All Avi caught were broken pieces: the whitewashed wall of the old synagogue in the moshav; yellowing fields in summer; spindly palm trees, their beards of gray spathes giving them a senescent look; the patch of eucalyptus trees by the grocery store.
They visited every year. Almost every year. Sometimes Odelia took the kids to Israel while Avi stayed home in Princeton to teach the summer program or to finish some important article. Unlike Odelia, it took Avi no time at all to feel at ease on the East Coast. For some reason, the sizes, the shapes, the very scale of it made him feel right at home. It was odd, but Avi never stopped to think about it. He attempted to dredge his memory for the landscapes of his childhood but failed to bring them up to the surface. All he caught were broken pieces: the whitewashed wall of the old synagogue in the moshav; yellowing fields in summer; spindly palm trees, their beards of gray spathes giving them a senescent look; the patch of eucalyptus trees by the grocery store. Eucalyptus! Roused from his revery, Avi pulled to the side of the road, turned off the engine, and looked around him in wonder. As if of its own volition, the car had brought him to the place where until recently his eucalyptus trees grew. He stepped out of the car and walked a little unsteadily toward the grove. There was nothing there. The trees had been cut down, every last one. The patch of earth was leveled and the soil compacted to make it ready for the construction of a new house.
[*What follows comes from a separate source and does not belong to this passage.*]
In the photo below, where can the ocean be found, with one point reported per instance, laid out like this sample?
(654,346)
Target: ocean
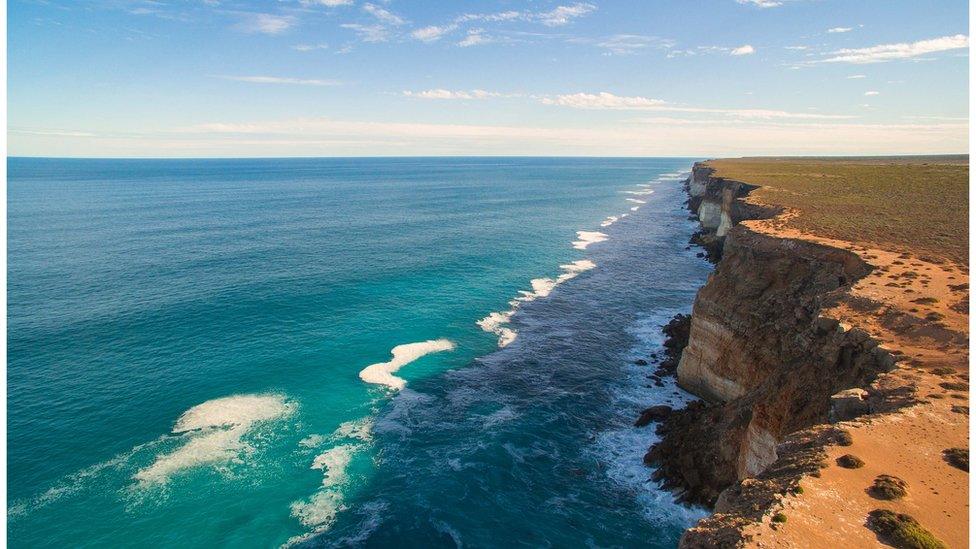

Shaken, he looked at the lot, its borders marked by wood beams and colored flags. Maybe he was at the wrong place? It wasn’t as if he deliberately sought out the place. He was driving almost absentmindedly. But the consolation of that thought was brief. He knew the spot well, much better than he was ready to admit. He had driven there dozens of times before, sometimes taking a longer route just so he could see the gray-green trees and the gray dirt for a few minutes longer. The grove was gone. The trees were gone and would never be coming back. That was that.